Her mevsimin olduğu gibi kışın da kendine has bir güzelliği var. Kimi zaman pencerelere düşen kar tanelerinde, kimi zaman soba başında içilen sıcak bir kaçak çayın buğusunda saklı durur bu güzellik. Kış, doğayı beyaz bir örtüyle örterken, aslında kalbimizi de sadeleştirir. Gürültüler azalır, renkler yumuşar, hayatın telaşı biraz geri çekilir. İşte o anda fark ederiz ki, kışın güzelliği sessizliğinde yatmaktadır.
Kış demek sakinlik demek. Kış, bir iç yolculuğun, bir uyanışın mevsimidir. Dışarıda kar fırtınası koparken, insanın içinde bir dinginlik doğar. Kitap sayfaları çevrilir, düşünceler derinleşir, hatıralar yavaşça kapıyı çalar. Sanki her şey bize “Biraz soluklan, biraz dinlen” der tüm samimiyetiyle.

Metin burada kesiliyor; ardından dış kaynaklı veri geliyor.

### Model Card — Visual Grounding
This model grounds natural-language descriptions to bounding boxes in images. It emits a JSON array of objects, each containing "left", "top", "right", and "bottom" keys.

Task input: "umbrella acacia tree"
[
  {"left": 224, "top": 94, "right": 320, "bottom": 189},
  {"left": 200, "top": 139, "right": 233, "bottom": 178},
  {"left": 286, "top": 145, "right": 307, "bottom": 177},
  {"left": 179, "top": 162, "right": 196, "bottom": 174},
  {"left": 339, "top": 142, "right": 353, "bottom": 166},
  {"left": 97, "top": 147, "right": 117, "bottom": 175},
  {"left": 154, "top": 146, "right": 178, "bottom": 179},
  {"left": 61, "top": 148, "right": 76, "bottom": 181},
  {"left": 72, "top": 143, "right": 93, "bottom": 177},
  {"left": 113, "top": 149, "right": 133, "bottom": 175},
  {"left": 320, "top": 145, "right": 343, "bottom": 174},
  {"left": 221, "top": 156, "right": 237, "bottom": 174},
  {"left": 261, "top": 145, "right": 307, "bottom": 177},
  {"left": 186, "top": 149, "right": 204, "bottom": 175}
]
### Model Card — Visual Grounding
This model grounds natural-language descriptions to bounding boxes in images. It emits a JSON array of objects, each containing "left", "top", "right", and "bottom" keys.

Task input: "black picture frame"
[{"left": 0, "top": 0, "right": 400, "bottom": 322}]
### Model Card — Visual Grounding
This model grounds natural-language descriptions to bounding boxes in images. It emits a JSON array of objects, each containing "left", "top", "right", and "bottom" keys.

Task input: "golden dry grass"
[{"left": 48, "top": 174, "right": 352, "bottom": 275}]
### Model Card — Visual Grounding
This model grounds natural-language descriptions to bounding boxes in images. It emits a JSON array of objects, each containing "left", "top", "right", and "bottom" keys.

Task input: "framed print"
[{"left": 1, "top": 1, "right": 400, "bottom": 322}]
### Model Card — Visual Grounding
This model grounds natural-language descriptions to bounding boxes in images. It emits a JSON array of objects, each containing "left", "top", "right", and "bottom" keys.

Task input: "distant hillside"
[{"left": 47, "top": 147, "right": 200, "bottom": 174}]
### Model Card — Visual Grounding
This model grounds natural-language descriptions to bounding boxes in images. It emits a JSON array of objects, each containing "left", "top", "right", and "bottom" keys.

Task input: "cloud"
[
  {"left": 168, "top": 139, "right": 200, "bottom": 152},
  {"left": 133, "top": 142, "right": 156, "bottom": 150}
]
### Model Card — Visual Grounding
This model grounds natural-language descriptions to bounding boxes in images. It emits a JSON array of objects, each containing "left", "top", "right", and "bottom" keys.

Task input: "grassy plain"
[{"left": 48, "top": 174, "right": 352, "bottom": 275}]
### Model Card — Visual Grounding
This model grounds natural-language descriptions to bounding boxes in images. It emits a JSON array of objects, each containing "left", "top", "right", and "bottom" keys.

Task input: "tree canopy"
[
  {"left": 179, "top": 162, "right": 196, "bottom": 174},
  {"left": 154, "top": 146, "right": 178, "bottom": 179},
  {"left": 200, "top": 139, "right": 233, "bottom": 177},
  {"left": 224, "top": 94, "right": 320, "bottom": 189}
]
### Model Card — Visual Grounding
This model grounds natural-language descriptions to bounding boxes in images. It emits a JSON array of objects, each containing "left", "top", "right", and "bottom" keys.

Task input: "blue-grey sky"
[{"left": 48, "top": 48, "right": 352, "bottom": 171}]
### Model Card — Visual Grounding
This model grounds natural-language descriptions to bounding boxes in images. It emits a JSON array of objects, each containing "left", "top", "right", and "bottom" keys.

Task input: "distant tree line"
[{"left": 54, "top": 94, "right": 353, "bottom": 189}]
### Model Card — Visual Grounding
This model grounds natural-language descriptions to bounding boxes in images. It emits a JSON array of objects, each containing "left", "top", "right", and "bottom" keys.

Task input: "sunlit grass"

Ve her kışın ardında güzelliklerle bezeli bir bahar saklıdır. Çünkü hiçbir soğuk sonsuza kadar sürmez. Toprak altında sabırla bekleyen tohumlar gibi, biz de kendi içimizde baharı taşırız. Her kar tanesi eridiğinde, bir tomurcuğun filizlenmesine yer açılır. Hayat, döngüsünü tamamlar. Kış biter, bahar yeniden gelir. Ve biz, bir kez daha, soğukların bile içinde umut vardır cümlesini tecrübe ederiz.